On Fri, Feb 2, 2018 at 11:45 AM, Greg Rau <gh...@sbcglobal.net> wrote:
Peter,
Am all for creating wealth while solving the CO2 problem, but that requires markets where the C products made can outcompete conventional products and do so at a scale that makes a climate difference. While making products from CO2 concentrated from combustion or from air at $50/tonne CO2 (I appreciate your calculation of DAC cost (at what global capacity?), but am still standing by for a citeable reference of this) is one way to go, we should not ignore biotically or abiotically making products that don't require starting with conc CO2. So in the absence of large commercial markets driving R&D, the pre-commercial R&D agenda should be one that invites, encourages and competes alternative ideas against current favorites in addition to trying to improve those favorites.
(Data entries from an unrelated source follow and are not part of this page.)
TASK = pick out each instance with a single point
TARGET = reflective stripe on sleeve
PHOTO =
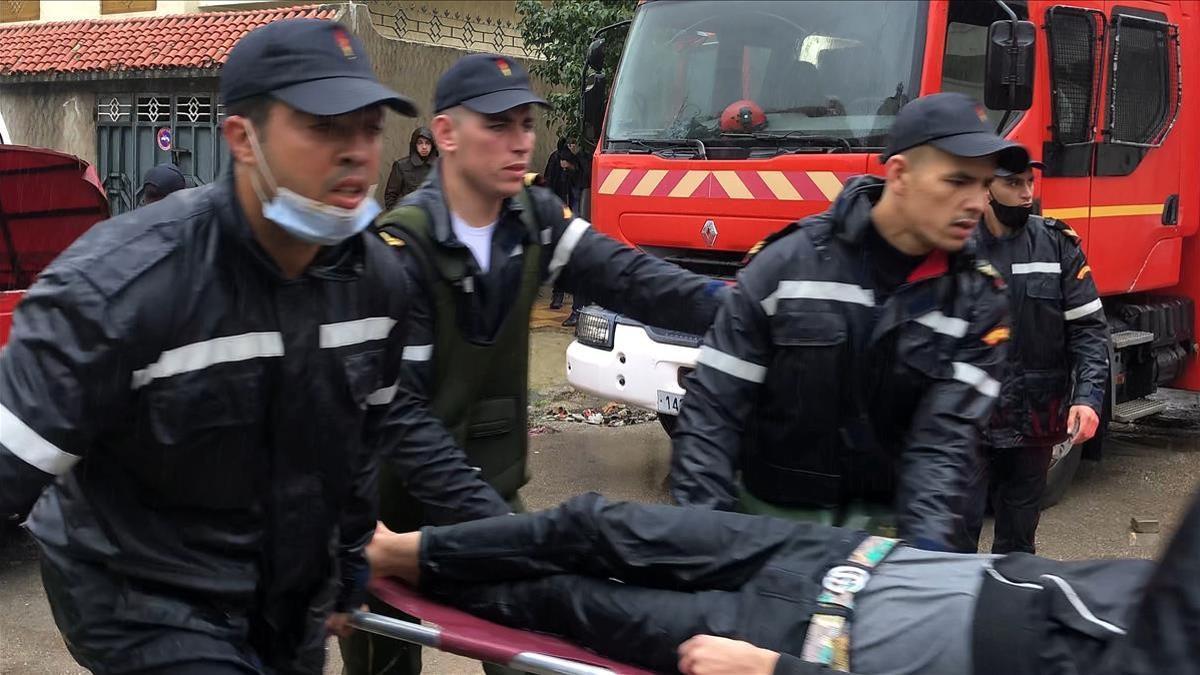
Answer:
(383, 396)
(199, 356)
(418, 353)
(835, 291)
(357, 332)
(28, 444)
(1083, 310)
(1037, 268)
(945, 324)
(732, 365)
(565, 246)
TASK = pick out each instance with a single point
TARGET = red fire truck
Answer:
(1095, 89)
(47, 199)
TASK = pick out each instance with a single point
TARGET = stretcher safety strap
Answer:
(828, 638)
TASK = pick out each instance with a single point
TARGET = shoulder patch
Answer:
(1061, 226)
(990, 272)
(391, 239)
(997, 335)
(767, 240)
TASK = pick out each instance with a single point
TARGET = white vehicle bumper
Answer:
(636, 370)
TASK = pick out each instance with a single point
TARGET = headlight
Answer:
(595, 329)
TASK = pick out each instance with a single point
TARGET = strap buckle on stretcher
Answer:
(828, 638)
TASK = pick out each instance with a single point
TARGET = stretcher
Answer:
(457, 632)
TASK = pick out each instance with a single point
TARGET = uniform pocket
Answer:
(202, 438)
(364, 375)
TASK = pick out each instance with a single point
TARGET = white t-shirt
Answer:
(477, 239)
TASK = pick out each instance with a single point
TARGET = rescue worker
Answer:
(711, 592)
(852, 365)
(409, 173)
(484, 244)
(199, 387)
(160, 181)
(1057, 360)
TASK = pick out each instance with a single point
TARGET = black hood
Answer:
(421, 132)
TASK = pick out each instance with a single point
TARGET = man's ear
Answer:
(445, 135)
(235, 131)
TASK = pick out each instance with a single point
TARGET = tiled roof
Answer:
(163, 42)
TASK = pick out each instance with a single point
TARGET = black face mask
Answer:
(1011, 216)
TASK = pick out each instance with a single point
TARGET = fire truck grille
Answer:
(721, 264)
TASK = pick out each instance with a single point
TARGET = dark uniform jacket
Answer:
(573, 254)
(205, 425)
(1060, 354)
(821, 395)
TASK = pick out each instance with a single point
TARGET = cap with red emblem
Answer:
(954, 124)
(485, 83)
(312, 65)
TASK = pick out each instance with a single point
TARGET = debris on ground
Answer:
(610, 414)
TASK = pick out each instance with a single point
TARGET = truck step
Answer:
(1123, 339)
(1137, 408)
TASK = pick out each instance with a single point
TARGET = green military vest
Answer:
(479, 392)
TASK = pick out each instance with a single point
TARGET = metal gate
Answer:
(129, 132)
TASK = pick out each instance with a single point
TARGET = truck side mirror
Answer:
(595, 55)
(593, 102)
(1008, 81)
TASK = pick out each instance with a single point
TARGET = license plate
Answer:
(669, 402)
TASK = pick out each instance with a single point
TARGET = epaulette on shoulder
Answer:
(990, 272)
(1061, 226)
(391, 238)
(769, 239)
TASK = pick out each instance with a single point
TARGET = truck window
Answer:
(966, 48)
(821, 69)
(1144, 81)
(1074, 72)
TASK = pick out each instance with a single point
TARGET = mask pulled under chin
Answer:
(1012, 216)
(305, 219)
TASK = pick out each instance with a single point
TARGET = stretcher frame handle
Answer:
(418, 634)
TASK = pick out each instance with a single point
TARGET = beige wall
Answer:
(413, 69)
(60, 117)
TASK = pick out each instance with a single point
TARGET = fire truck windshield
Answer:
(767, 72)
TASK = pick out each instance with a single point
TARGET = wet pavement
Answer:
(1147, 473)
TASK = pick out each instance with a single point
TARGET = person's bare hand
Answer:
(376, 554)
(709, 655)
(339, 623)
(1083, 422)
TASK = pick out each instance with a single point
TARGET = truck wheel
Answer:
(1060, 476)
(669, 423)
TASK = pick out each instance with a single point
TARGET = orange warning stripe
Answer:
(779, 185)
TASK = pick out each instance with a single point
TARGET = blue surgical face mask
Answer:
(305, 219)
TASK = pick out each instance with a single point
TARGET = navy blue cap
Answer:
(485, 83)
(312, 65)
(954, 124)
(1032, 165)
(166, 178)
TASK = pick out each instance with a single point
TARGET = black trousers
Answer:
(1015, 479)
(635, 580)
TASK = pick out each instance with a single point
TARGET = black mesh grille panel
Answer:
(1073, 72)
(1143, 76)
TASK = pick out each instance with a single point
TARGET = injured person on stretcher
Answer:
(713, 592)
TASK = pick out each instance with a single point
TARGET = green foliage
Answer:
(561, 31)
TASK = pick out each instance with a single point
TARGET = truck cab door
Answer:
(1071, 72)
(1134, 240)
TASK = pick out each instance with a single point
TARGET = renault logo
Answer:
(709, 233)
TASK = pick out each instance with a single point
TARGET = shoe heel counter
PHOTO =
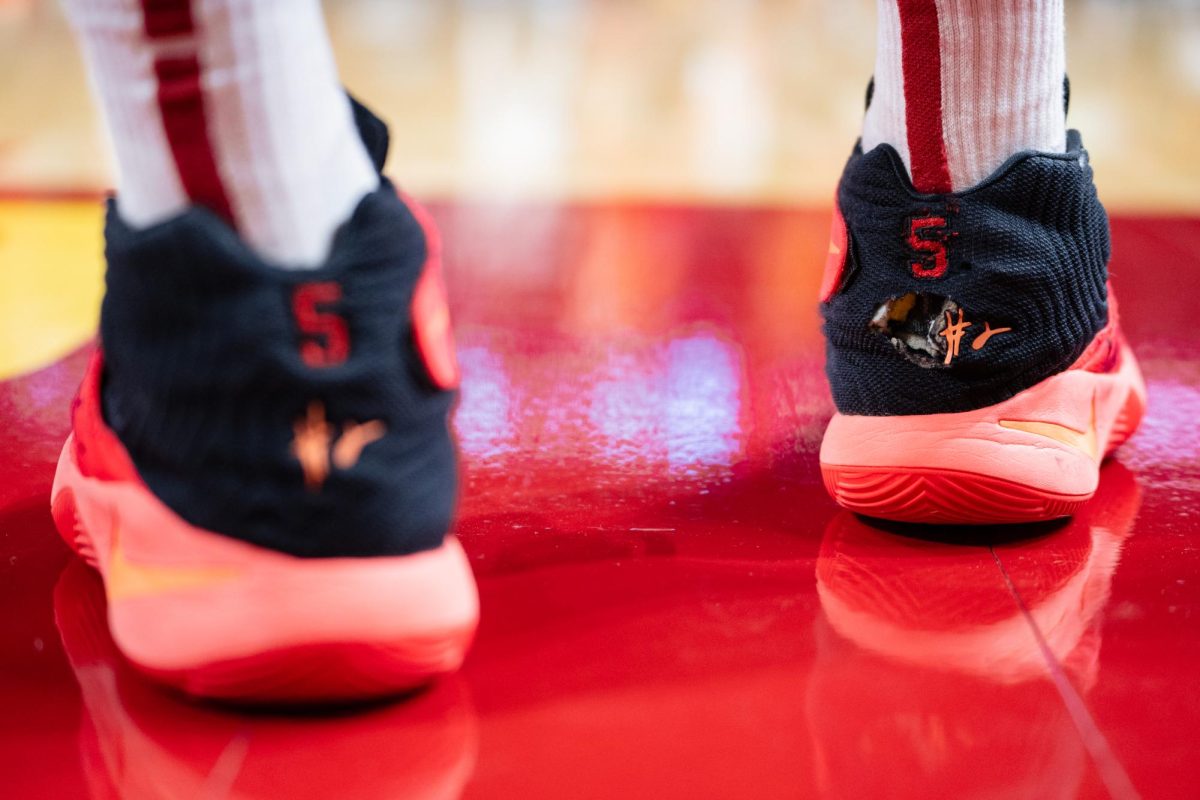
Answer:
(293, 410)
(954, 302)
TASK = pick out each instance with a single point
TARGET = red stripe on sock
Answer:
(181, 103)
(181, 106)
(921, 43)
(162, 18)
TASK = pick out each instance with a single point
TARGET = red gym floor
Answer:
(672, 606)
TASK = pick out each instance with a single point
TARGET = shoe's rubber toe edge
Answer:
(220, 618)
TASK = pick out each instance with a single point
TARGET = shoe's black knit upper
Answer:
(1026, 250)
(205, 384)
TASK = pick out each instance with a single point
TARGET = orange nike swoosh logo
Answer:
(988, 332)
(1083, 440)
(126, 579)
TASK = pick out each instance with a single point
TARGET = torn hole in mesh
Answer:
(913, 324)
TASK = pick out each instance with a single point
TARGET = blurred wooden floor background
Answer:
(727, 101)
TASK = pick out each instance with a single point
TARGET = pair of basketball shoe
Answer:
(262, 470)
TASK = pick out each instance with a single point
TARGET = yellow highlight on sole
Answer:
(52, 280)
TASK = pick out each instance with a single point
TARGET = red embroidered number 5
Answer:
(327, 338)
(927, 236)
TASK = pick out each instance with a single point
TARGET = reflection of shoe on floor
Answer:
(924, 657)
(259, 462)
(141, 743)
(947, 606)
(973, 348)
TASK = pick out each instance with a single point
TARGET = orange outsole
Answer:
(329, 671)
(971, 469)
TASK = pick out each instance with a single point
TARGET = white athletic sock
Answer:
(233, 104)
(960, 85)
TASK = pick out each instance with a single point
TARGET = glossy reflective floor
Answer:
(672, 607)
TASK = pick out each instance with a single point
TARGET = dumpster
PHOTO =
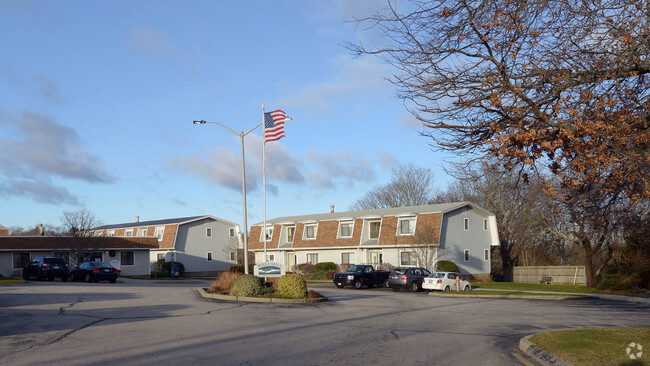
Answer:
(175, 271)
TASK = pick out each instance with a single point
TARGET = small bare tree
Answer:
(409, 186)
(77, 225)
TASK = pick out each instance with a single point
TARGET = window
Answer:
(407, 259)
(160, 230)
(21, 260)
(310, 231)
(291, 230)
(374, 229)
(345, 229)
(406, 226)
(127, 258)
(269, 234)
(348, 258)
(312, 258)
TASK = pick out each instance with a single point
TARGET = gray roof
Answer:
(178, 220)
(378, 213)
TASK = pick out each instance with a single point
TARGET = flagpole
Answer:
(264, 177)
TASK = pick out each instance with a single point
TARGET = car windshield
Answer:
(355, 269)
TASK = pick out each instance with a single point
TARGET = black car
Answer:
(95, 271)
(46, 267)
(409, 278)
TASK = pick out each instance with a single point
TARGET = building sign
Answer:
(269, 269)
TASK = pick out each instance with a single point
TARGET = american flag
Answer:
(274, 125)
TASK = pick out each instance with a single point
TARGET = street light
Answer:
(243, 176)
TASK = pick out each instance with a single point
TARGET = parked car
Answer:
(409, 278)
(43, 267)
(445, 281)
(361, 275)
(95, 271)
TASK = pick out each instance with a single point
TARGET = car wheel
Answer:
(415, 287)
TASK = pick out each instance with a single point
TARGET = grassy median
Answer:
(599, 346)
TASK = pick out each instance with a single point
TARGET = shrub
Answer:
(246, 285)
(167, 267)
(447, 266)
(325, 267)
(292, 287)
(304, 268)
(223, 283)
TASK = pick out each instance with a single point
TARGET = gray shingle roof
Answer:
(396, 211)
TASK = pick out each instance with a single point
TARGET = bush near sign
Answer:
(269, 269)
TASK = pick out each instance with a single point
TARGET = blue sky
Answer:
(97, 100)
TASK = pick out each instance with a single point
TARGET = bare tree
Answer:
(409, 186)
(77, 225)
(559, 86)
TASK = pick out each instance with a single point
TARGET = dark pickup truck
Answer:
(361, 275)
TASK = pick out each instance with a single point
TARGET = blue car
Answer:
(95, 271)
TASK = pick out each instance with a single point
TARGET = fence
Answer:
(560, 274)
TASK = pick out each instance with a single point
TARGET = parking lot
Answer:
(167, 322)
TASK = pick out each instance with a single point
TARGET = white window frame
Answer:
(412, 257)
(351, 255)
(269, 233)
(159, 232)
(370, 229)
(291, 238)
(340, 234)
(411, 229)
(304, 233)
(308, 255)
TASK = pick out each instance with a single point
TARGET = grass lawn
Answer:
(599, 346)
(536, 287)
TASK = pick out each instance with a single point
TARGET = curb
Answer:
(538, 354)
(207, 295)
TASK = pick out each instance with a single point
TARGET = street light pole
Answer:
(243, 175)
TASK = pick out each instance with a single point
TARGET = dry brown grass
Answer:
(223, 282)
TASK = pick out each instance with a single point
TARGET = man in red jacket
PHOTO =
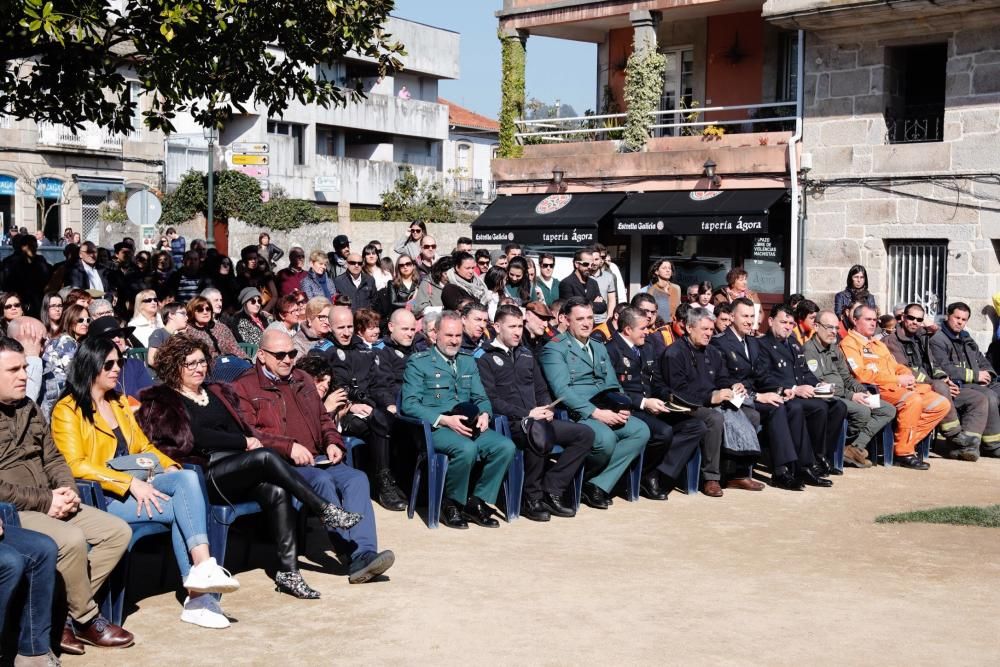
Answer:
(283, 404)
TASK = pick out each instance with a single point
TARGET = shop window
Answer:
(915, 88)
(917, 273)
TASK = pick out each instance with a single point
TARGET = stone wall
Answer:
(845, 90)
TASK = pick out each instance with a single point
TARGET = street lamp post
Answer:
(211, 134)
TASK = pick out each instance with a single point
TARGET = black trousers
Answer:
(374, 430)
(673, 438)
(823, 420)
(577, 441)
(262, 475)
(784, 430)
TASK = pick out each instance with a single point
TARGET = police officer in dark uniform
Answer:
(673, 436)
(694, 372)
(783, 422)
(514, 384)
(788, 375)
(354, 367)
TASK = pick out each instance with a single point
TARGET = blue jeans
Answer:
(29, 557)
(348, 487)
(185, 513)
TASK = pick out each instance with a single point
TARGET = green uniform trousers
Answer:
(493, 449)
(614, 450)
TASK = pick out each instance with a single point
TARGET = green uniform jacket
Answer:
(830, 365)
(430, 388)
(571, 375)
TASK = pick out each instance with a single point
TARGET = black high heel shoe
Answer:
(337, 517)
(293, 584)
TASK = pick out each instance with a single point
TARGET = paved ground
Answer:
(773, 578)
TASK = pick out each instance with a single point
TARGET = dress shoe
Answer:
(102, 632)
(479, 513)
(556, 507)
(811, 477)
(69, 643)
(745, 483)
(786, 482)
(452, 517)
(534, 509)
(387, 491)
(650, 487)
(594, 496)
(856, 457)
(712, 489)
(911, 462)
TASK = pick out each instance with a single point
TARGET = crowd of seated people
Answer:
(143, 379)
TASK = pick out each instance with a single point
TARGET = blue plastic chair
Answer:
(113, 604)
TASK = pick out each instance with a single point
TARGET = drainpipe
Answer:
(797, 241)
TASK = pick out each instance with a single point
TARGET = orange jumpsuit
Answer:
(918, 409)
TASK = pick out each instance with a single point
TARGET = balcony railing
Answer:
(90, 137)
(765, 117)
(471, 189)
(915, 125)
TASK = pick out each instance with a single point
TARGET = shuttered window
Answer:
(917, 274)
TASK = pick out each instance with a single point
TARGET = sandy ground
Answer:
(773, 578)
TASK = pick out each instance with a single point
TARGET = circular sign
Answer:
(552, 203)
(143, 208)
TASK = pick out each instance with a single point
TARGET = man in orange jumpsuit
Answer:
(918, 407)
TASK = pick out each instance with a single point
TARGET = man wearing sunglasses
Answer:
(968, 419)
(354, 369)
(358, 286)
(580, 284)
(282, 403)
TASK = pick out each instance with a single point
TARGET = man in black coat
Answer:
(516, 389)
(579, 283)
(693, 372)
(783, 422)
(674, 436)
(355, 284)
(788, 375)
(354, 367)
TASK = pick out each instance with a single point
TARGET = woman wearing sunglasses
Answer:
(251, 321)
(12, 309)
(203, 326)
(199, 422)
(145, 316)
(93, 427)
(59, 353)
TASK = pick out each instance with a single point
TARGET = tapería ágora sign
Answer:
(753, 223)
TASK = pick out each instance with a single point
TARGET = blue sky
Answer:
(556, 69)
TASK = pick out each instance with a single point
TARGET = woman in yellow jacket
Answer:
(93, 424)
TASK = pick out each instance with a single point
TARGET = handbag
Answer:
(140, 466)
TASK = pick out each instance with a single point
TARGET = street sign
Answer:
(326, 184)
(240, 158)
(253, 171)
(255, 149)
(143, 208)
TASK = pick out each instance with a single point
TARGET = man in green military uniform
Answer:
(577, 370)
(434, 382)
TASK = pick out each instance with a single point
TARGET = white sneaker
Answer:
(205, 611)
(208, 577)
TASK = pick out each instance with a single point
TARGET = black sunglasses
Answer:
(280, 356)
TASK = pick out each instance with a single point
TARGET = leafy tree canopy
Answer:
(68, 59)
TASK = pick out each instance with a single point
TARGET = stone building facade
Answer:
(883, 186)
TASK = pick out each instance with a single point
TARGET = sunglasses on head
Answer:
(280, 356)
(111, 363)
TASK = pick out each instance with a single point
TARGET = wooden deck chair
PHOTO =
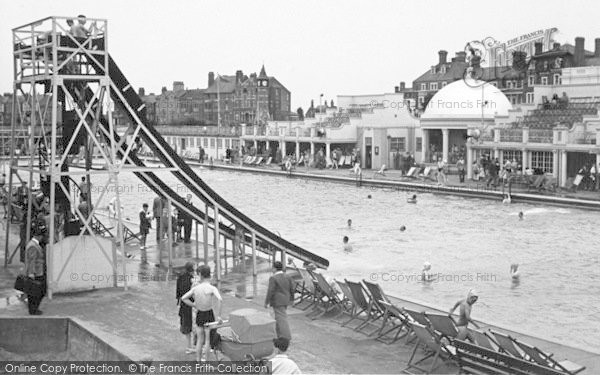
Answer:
(443, 324)
(361, 310)
(398, 322)
(546, 360)
(327, 298)
(482, 339)
(507, 345)
(537, 183)
(307, 291)
(435, 349)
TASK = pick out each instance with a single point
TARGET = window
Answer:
(511, 155)
(543, 160)
(557, 80)
(529, 98)
(398, 144)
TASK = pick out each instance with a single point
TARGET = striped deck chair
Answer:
(398, 321)
(435, 349)
(483, 339)
(361, 307)
(546, 360)
(326, 296)
(507, 345)
(443, 324)
(306, 290)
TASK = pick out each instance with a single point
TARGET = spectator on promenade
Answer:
(184, 284)
(281, 363)
(157, 209)
(36, 269)
(145, 225)
(280, 294)
(347, 246)
(207, 300)
(460, 166)
(464, 317)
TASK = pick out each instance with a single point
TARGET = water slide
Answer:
(188, 177)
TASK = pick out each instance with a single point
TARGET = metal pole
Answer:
(253, 254)
(205, 235)
(170, 234)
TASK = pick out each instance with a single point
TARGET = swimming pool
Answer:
(470, 243)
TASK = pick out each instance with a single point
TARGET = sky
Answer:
(331, 47)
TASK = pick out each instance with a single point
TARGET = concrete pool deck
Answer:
(395, 181)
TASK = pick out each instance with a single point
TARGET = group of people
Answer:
(195, 294)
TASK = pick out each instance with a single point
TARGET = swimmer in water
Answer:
(347, 246)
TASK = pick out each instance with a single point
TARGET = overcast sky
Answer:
(312, 47)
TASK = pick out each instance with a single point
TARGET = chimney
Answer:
(579, 45)
(443, 54)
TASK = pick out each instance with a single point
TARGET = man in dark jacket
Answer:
(280, 294)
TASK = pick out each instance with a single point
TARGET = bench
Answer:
(480, 360)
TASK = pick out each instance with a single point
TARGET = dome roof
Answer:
(466, 99)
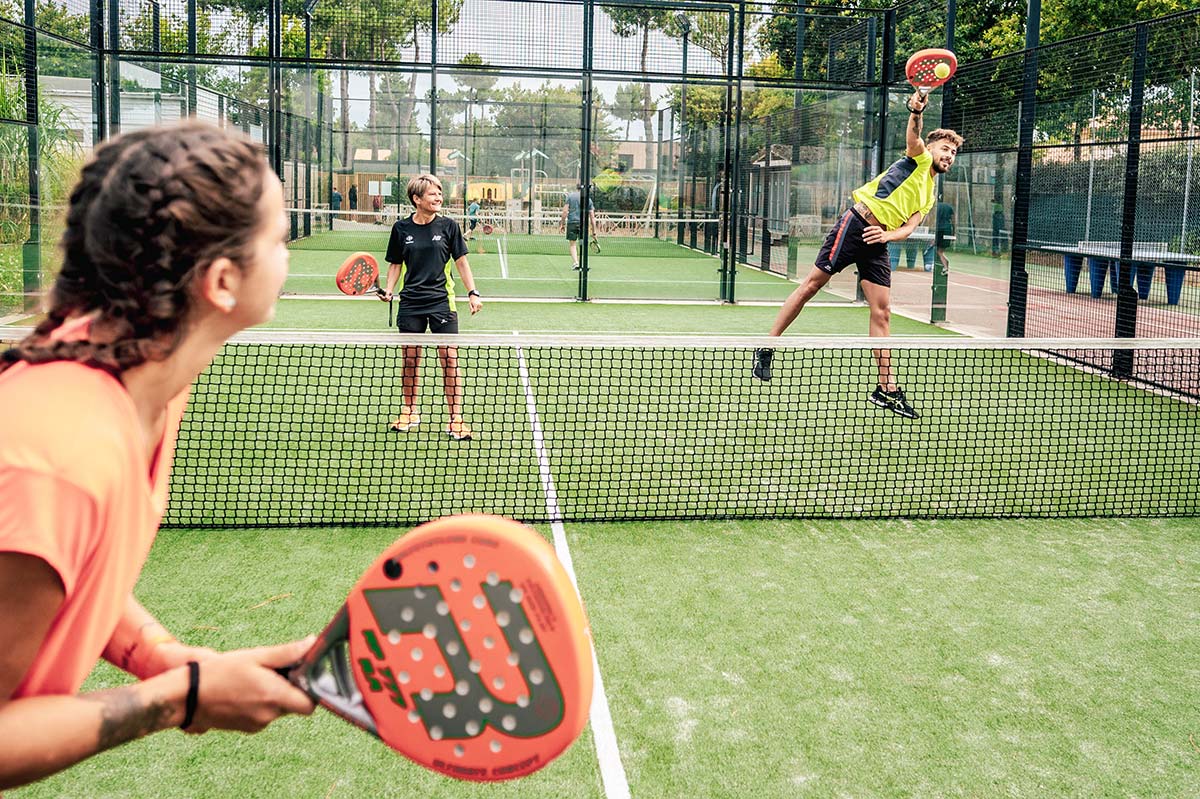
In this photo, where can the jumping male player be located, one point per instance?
(887, 209)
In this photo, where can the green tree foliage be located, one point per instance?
(480, 80)
(381, 30)
(628, 103)
(633, 20)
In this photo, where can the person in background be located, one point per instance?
(573, 222)
(419, 254)
(472, 217)
(174, 241)
(887, 209)
(335, 205)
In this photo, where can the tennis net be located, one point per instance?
(495, 233)
(292, 430)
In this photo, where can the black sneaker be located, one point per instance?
(893, 401)
(762, 362)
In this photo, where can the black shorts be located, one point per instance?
(845, 246)
(436, 323)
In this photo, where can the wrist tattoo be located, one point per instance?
(125, 716)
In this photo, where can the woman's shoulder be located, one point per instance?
(65, 419)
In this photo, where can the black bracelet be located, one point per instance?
(193, 694)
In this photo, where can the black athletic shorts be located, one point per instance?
(436, 323)
(845, 246)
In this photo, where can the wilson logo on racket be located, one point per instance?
(463, 647)
(517, 692)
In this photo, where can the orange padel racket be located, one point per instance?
(359, 274)
(924, 70)
(463, 647)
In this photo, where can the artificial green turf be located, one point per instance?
(903, 659)
(754, 659)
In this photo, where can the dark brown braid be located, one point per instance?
(150, 212)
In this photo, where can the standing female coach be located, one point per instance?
(419, 256)
(174, 242)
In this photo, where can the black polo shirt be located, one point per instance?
(425, 252)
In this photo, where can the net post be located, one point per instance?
(1127, 296)
(739, 221)
(1019, 278)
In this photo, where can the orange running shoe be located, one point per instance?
(407, 420)
(459, 430)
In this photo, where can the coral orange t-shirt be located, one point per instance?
(78, 493)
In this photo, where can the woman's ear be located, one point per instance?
(220, 284)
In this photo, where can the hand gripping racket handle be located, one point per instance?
(324, 673)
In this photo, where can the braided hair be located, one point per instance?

This is clearly not EASAC's recommendation, nor is it in other recent reports I've seen. One can only hope that the upcoming NAS CDR agenda will be more open minded at this early stage of tech development, but I'm not holding my breath.
Greg



From: Peter Eisenberger <peter.ei...@gmail.com>
To: Greg Rau <gh...@sbcglobal.net>
Cc: Leon Di Marco <len...@gmail.com>; Carbon Dioxide Removal <CarbonDioxideRemoval@googlegroups.com>
To: Carbon Dioxide Removal <CarbonDioxideRemoval@googlegroups.com>
To unsubscribe from this group and stop receiving emails from it, send an email to CarbonDioxideRemoval+unsub...@googlegroups.com.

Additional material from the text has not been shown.